Le site de Göbekli Tepe en Turquie, qui date d’environ 9000 avant notre ère, est l’une des grandes découvertes archéologiques de ces dernières décennies. Inscrit en 2018 sur la liste du Patrimoine mondial de l’UNESCO (World Heritage List), il comprend d'impressionnantes constructions circulaires mégalithiques parfois considérées comme « les premiers temples de l’humanité ». Connu depuis les années 1960 mais non identifié comme tel, le site a commencé à être fouillé de manière intensive par une mission de l’Institut archéologique allemand (DAI) sous la direction de l’archéologue Klaus Schmidt (1953-2014). Le toponyme turc signifie « colline du nombril ». De fait, Göbekli Tepe se trouve sur une éminence dominant la plaine à environ 800 mètres d’altitude, dans une zone de collines et de steppes, à près de 15 kilomètres au nord-est de la ville turque d’Urfa, à proximité de la frontière syrienne et à la limite du Kurdistan turc. Il couvre environ neuf hectares et comprend jusqu’à 15 mètres de couches archéologiques – le mot tepe, comme le mot tell en arabe, désigne les collines artificielles dues à l’accumulation des vestiges.

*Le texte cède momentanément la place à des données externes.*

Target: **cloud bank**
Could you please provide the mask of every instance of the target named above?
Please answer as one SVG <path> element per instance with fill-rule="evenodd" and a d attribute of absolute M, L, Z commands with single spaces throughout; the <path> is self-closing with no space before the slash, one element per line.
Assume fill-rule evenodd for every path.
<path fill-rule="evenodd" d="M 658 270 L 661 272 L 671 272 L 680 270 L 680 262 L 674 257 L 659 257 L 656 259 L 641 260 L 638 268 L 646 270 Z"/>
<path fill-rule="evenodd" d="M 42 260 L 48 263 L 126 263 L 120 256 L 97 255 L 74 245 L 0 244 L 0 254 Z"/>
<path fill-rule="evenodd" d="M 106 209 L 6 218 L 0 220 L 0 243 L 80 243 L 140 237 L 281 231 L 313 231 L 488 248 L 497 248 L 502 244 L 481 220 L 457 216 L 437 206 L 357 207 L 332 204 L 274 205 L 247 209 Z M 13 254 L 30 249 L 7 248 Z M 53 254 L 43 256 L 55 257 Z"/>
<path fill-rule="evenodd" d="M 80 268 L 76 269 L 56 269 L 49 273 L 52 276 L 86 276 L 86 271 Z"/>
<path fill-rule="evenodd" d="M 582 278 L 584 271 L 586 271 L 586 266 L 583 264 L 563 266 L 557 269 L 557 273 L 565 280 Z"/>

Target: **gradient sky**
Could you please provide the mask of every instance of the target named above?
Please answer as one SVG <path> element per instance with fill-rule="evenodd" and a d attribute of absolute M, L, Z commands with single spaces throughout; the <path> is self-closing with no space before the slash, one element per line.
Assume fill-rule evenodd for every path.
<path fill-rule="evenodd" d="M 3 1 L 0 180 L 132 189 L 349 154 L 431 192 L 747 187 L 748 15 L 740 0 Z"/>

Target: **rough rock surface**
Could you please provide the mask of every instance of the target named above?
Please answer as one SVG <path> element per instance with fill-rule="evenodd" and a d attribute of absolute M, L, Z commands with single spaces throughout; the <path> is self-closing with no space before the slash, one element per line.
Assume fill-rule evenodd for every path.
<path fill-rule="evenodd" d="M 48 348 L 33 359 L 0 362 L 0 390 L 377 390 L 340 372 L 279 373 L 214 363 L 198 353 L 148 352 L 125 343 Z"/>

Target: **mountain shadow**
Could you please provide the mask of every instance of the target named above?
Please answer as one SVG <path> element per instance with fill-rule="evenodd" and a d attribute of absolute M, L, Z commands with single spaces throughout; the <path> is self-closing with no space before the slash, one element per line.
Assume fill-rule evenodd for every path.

Des constructions sans équivalent

Göbekli Tepe, Turquie - crédits : Jean-Paul Demoule

Göbekli Tepe, Turquie

Il s’agit d’un site pour l’essentiel cérémoniel, dont l’utilisation s’est échelonnée sur plusieurs siècles, à partir de la moitié du Xe millénaire avant notre ère. La principale et première période d’occupation de Göbekli Tepe se situe entre 9600 et 8800 avant notre ère et appartient à ce qu’on appelle le PPNA (Pre-PotteryNeolithic A). Ce moment culturel caractérise tout le Levant, du nord du Sinaï au sud-est de la Turquie, et voit apparaître les prémices de l’agriculture, laquelle ne sera véritablement développée qu’à la période suivante, le PPNB. À l’inverse d’autres régions du monde, la poterie n’y a pas été inventée avec l’agriculture ou précédemment : elle n’apparaîtra qu’au cours du VIIe millénaire.

Stèle ornée, Göbekli Tepe - crédits : Vincent Musi/ National Geographic Creative/ Bridgeman Images

Stèle ornée, Göbekli Tepe

Cette première période d’occupation du site voit l’érection de grandes constructions circulaires d’une vingtaine de mètres de diamètre. Grâce à des prospections géophysiques de surface, une vingtaine d’entre elles ont été reconnues, dont quatre principales ont été en grande partie fouillées. Le sol de ces constructions est en terrazzo, agglomération de petites pierres et de mortier. Les parois sont en pierres sèches sans mortier, d’environ un mètre d’épaisseur. Parfois doublées, voire triplées, elles forment ainsi des cercles concentriques irréguliers. Le long de ces murs sont insérées perpendiculairement des stèles, piliers plats en calcaire d’environ trois mètres de hauteur, de vingt à trente centimètres d’épaisseur en moyenne, en forme de T. Plus de la moitié d’entre elles comportent des représentations, en léger bas-relief, d’animaux sauvages, de sexe presque toujours mâle quand il peut être identifié. On reconnaît des lions, des sangliers, des renards, des ours, des onagres, des taureaux, des vautours, mais aussi des scorpions, des serpents (l’animal le plus fréquent), des varans, des grues, des cigognes, des ibis, des canards, soit une grande partie de la faune qui peuplait la région à l’époque.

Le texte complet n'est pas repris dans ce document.